There’s been a lot of talk regarding playoff seeds and home court advantage lately; lots of discussion in the NBA media about whether or not the Lakers would still manage to survive through a whole conference if they opened the first round away from Staples Center. Based on where and how they’ve been losing lately, it appears that not even home court is a safe place for the Lakers anymore. They lost by 19 to Milwaukee, 15 to Miami and 19 to the Memphis Grizzlies, who were on the second night of a back to back. All were pathetic, embarrassing losses. All took place in Downtown L.A. Home court advantage in the playoffs? At this point in the season, that should be the very LEAST of these Lakers’ worries.
This team just doesn’t seem to get it and Phil Jackson and the coaching staff have been reduced to reminding this veteran-laden group time and again that they are first and foremost an INSIDE TEAM that thrives on proper ball movement. Why the team has to constantly be reminded of their biggest advantage over the majority of the league is beyond explanation. Let’s face it – this isn’t rocket science. Three trips to the NBA finals and two championship seasons, all due to their size, offensive system, defensive intensity and veteran poise – there are no trick questions on these exams, especially in a home game against a sub-.500 team.
After scoring six points in the first few minutes of the first quarter, Pau Gasol scored two in the third and two more in the fourth. He attempted just nine shots for the game and converted five. And how many assists did the NBA’s best-passing big man hand out? ZERO, to go with his donut on free throws and five turnovers. Yes, Gasol can certainly score, but him getting touches isn’t just about the points. Against New Orleans he only had 11 points from 3-5, but he also had 12 rebounds and handed out five assists. It’s so glaringly obvious how different this Lakers team is when Gasol is having a productive/not-so-productive night.
The same can be said of Lamar Odom who, after being so active on both ends of the floor this season, scored just seven points off the bench to go with his seven rebounds. There were a more than a few instances where he just drove to the hoop to score, and Memphis couldn’t do a thing about it. If Odom did that all night, the Lakers wouldn’t lose…ever.
It’s also glaringly obvious what dangers lie in depending on Kobe Bryant to pick the team up on his own. In the first half, Bryant had just six points. After the Lakers got behind by nine at the half, and then suddenly by 13, Bryant went to work, rattling off 17 of his 28 points in the third quarter alone, and at one point, bringing the Lakers within two points after Memphis had taken a 13-point lead early in the half. It was another spectacular show by Bryant, but after his teammates watched him take over, they basically took themselves out of contention and it showed. Bryant attempted 22 field goals. No other Laker attempted more than nine shots for the game.

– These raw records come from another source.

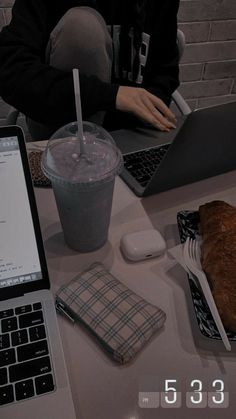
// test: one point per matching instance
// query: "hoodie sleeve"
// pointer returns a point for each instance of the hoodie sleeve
(162, 70)
(38, 90)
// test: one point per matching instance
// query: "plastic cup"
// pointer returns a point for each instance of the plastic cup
(83, 184)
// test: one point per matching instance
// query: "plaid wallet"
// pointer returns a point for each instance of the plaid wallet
(121, 320)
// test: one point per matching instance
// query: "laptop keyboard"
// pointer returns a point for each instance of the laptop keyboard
(25, 366)
(142, 164)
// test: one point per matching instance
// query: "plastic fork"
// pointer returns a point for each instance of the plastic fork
(191, 255)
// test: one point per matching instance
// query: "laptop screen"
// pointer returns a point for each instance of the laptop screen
(19, 257)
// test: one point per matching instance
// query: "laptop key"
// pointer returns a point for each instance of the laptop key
(7, 357)
(44, 384)
(37, 333)
(4, 341)
(9, 324)
(28, 369)
(19, 337)
(6, 394)
(32, 350)
(6, 313)
(30, 319)
(37, 306)
(24, 389)
(3, 376)
(23, 309)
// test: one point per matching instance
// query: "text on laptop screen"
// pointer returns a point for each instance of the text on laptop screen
(19, 259)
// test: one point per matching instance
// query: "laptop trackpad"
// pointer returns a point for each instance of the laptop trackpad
(136, 139)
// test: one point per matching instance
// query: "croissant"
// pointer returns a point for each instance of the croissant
(218, 252)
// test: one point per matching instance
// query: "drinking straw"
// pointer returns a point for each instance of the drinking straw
(80, 133)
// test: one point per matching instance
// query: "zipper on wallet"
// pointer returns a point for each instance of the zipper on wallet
(62, 309)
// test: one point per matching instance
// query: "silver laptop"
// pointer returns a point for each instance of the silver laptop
(33, 377)
(203, 145)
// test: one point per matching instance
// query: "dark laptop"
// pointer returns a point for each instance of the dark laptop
(33, 377)
(203, 145)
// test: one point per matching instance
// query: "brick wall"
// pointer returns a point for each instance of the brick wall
(208, 67)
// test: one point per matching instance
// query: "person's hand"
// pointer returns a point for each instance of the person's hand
(145, 106)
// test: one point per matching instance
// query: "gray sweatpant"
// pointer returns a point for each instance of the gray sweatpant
(79, 40)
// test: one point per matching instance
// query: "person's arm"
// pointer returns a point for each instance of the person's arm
(40, 91)
(161, 76)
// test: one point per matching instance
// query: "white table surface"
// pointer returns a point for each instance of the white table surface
(102, 389)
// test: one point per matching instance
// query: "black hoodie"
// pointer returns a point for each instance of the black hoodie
(44, 93)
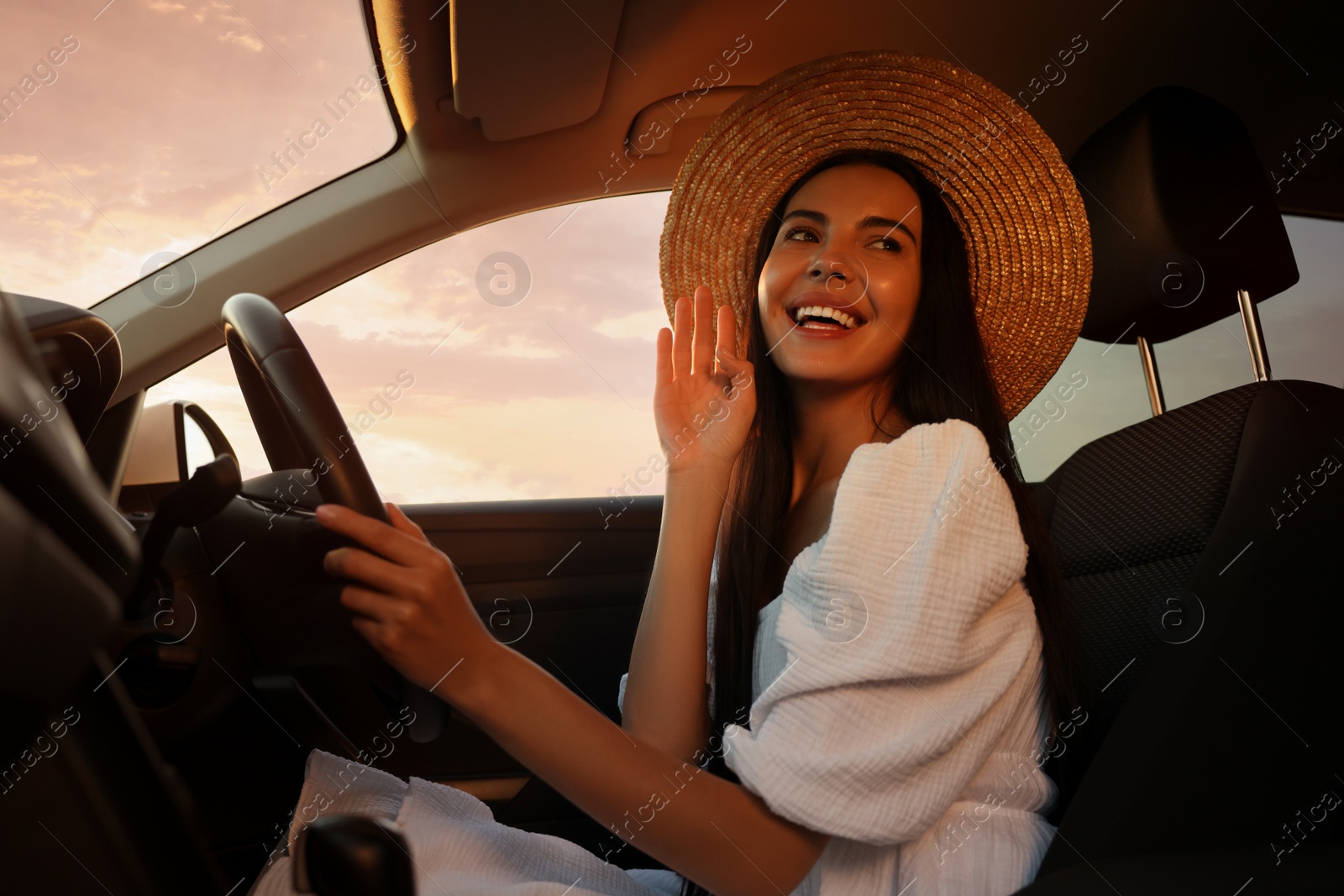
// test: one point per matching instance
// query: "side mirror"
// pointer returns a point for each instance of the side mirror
(171, 441)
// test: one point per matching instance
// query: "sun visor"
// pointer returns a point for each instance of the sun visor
(1182, 215)
(526, 73)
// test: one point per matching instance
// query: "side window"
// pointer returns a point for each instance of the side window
(514, 360)
(1100, 389)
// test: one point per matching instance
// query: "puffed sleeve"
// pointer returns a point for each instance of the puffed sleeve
(911, 644)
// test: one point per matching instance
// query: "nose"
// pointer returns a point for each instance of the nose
(835, 275)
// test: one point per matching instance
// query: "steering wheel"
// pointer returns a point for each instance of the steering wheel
(292, 407)
(289, 606)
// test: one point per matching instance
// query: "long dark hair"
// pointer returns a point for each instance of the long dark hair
(940, 374)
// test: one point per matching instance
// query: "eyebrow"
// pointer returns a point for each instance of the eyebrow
(871, 221)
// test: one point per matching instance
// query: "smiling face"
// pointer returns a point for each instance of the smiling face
(839, 288)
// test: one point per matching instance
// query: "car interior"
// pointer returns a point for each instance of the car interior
(1198, 546)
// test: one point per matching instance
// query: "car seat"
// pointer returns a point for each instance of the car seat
(1200, 547)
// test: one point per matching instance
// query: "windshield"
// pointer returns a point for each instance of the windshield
(134, 132)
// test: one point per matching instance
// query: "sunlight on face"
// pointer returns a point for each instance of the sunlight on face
(839, 289)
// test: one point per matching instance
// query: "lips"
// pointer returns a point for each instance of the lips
(822, 312)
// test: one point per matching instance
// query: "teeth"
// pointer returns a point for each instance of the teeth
(822, 311)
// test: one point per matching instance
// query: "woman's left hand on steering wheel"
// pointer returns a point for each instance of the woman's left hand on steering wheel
(407, 595)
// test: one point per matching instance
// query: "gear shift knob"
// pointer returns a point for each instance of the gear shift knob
(353, 856)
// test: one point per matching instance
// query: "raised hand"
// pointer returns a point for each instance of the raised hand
(703, 396)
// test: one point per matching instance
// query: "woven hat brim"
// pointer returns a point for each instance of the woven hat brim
(1005, 184)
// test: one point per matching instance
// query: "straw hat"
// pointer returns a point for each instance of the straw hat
(1008, 190)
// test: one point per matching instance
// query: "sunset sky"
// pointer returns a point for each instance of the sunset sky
(156, 134)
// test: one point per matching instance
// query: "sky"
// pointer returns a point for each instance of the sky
(155, 134)
(152, 132)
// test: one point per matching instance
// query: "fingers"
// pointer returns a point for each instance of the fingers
(362, 566)
(378, 537)
(682, 338)
(403, 523)
(726, 343)
(380, 607)
(703, 340)
(663, 365)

They started to turn the ball over even more after Bryant’s scoring surge, and before they knew it, the Memphis lead had ballooned to 20 points. The Lakers actually shot at a higher percentage than the Grizzlies. The difference? The Lakers had 10 turnovers at the half and collected 10 more for their 20 turnovers for the game. At one point in the fourth quarter, the Grizzlies had a 26-6 advantage in the fast break points, surely helped by the Lakers’ giveaways.

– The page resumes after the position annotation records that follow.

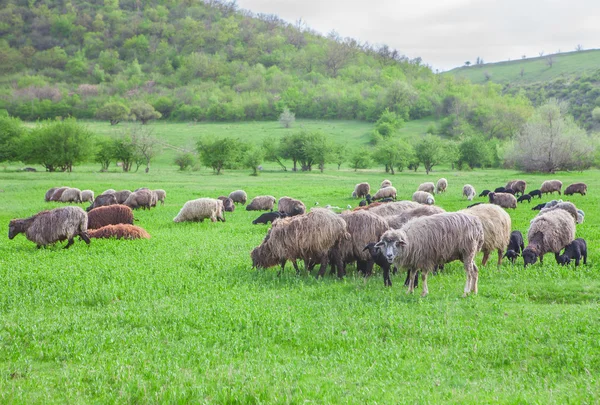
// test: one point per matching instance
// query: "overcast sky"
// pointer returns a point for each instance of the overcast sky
(446, 33)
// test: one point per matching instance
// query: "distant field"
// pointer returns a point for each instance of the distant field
(183, 318)
(534, 69)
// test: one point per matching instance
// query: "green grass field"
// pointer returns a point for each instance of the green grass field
(534, 69)
(183, 317)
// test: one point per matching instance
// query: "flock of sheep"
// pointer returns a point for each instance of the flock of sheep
(415, 235)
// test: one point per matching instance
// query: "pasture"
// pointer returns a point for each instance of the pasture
(184, 318)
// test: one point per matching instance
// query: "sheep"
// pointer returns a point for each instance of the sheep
(110, 215)
(361, 190)
(139, 199)
(425, 242)
(504, 200)
(290, 206)
(363, 227)
(549, 232)
(423, 197)
(524, 197)
(574, 250)
(261, 203)
(119, 231)
(268, 217)
(496, 229)
(48, 227)
(308, 237)
(550, 186)
(71, 195)
(469, 192)
(385, 193)
(200, 209)
(385, 183)
(239, 196)
(580, 188)
(102, 200)
(441, 186)
(428, 187)
(87, 196)
(515, 246)
(228, 205)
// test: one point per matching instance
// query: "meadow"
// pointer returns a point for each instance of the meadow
(184, 318)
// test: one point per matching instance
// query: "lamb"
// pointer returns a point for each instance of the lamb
(228, 204)
(428, 187)
(308, 237)
(574, 250)
(469, 192)
(550, 186)
(361, 190)
(496, 229)
(580, 188)
(110, 215)
(119, 231)
(515, 246)
(200, 209)
(87, 196)
(549, 232)
(425, 242)
(386, 192)
(139, 199)
(423, 197)
(441, 186)
(261, 203)
(239, 197)
(290, 206)
(268, 217)
(504, 200)
(48, 227)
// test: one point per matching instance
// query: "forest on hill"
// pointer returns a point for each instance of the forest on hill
(199, 60)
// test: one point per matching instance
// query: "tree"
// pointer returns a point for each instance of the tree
(287, 118)
(551, 141)
(144, 112)
(114, 112)
(429, 151)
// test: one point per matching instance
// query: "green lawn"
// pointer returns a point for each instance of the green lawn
(183, 318)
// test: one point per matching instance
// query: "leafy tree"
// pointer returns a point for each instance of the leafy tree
(114, 112)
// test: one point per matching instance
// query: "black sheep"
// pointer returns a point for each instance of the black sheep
(574, 250)
(524, 197)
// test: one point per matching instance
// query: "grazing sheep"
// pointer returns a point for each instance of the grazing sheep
(119, 231)
(550, 186)
(574, 250)
(239, 197)
(387, 192)
(504, 200)
(385, 183)
(426, 242)
(549, 232)
(441, 186)
(200, 209)
(423, 197)
(580, 188)
(308, 237)
(228, 205)
(361, 190)
(48, 227)
(290, 206)
(524, 197)
(268, 217)
(110, 215)
(469, 192)
(427, 187)
(496, 229)
(261, 203)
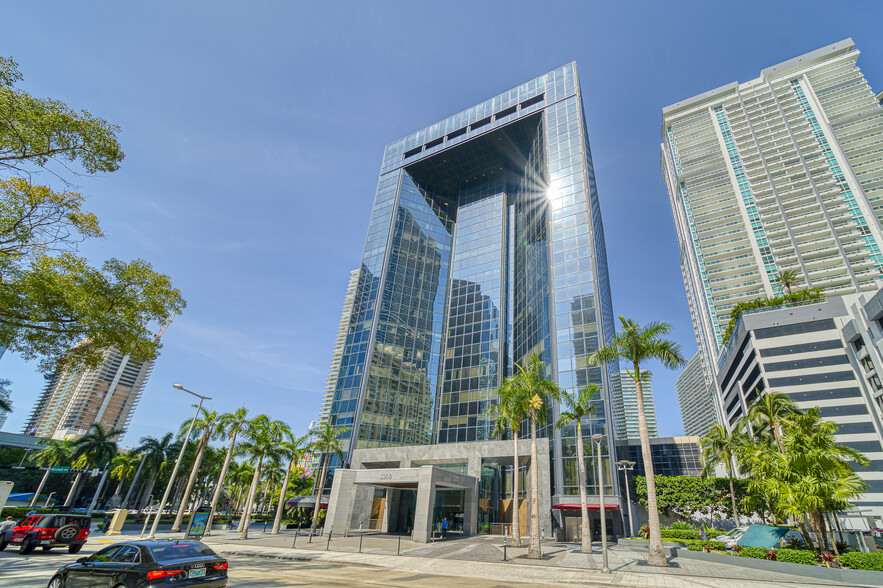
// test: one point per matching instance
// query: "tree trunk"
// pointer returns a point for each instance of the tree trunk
(319, 495)
(281, 504)
(516, 517)
(70, 495)
(220, 487)
(185, 498)
(533, 549)
(246, 514)
(656, 555)
(39, 488)
(586, 532)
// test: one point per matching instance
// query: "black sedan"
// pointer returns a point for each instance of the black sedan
(137, 564)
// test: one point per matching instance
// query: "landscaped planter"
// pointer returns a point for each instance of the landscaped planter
(844, 575)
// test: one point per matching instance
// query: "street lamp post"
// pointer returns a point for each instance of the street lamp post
(626, 466)
(162, 503)
(597, 438)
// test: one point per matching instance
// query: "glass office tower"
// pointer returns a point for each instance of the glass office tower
(485, 246)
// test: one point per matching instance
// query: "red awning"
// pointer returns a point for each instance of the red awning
(589, 506)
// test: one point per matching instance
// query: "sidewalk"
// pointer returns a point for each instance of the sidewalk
(481, 558)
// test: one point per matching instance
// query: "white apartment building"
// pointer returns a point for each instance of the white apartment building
(339, 344)
(696, 398)
(784, 172)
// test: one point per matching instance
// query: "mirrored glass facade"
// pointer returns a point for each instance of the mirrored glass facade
(485, 246)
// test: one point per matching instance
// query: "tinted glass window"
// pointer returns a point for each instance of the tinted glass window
(105, 554)
(169, 552)
(127, 554)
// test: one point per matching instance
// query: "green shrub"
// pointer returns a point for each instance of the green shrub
(681, 534)
(858, 560)
(801, 556)
(754, 552)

Ron Artest and the Lakers coaching staff might want to re-think or re-tool their defensive strategy. Rudy Gay, checked most often by Artest, went off for 27 points on 10-19. Artest has not been himself this season. Offensive struggles aside, it’s his inability to play lockdown defense that’s a concern. He hasn’t been able to smother much of anyone yet. Despite defense being a team effort, Artest is usually the one who sets the tone on that end of the floor and he has yet to do it on a consistent basis.
Andrew Bynum was the one bright spot in today’s game. He played just under 26 minutes, had nine points, 11 rebounds and five blocks! That he survived a game in January against the Memphis Grizzlies is something to cheer for, in and of itself. However, it’s no use having a big guy like Bynum on the floor if he is not going to get the ball inside to either score or run the offense. He, too, attempted just eight shots, converting on four.
Too many turnovers (20), not enough ball movement (just 13 assists on 33 made field goals), out-rebounded (44-37). Just when we thought the Lakers couldn’t play any worse than they had towards the end of the year, tonight happened. Still worrying about home court advantage in April? Don’t.
Pre-game Thoughts: Let’s start the New Year with a win!
Half-time Thoughts: 48-39 – The Lakers are shooting 47% compared to the Grizzlies 42%. Why are they behind by nine points? Because they’re being just plain careless with the ball – 10 turnovers already, while Memphis has just four. The bright spot for the Lakers at the half is Andrew Bynum, who’s got seven points, seven rebounds and five blocks!
Most Thoughtless Player(s) of the Game: Turnovers and effort – too much of one, not enough of the other for the Lakers.
Most Thought-filled Player(s) of the Game: Memphis Grizzlies, for sticking it to the defending champs each time they play them. And Andrew Bynum for playing relatively well…and for coming out of a January game against the Grizzlies still intact.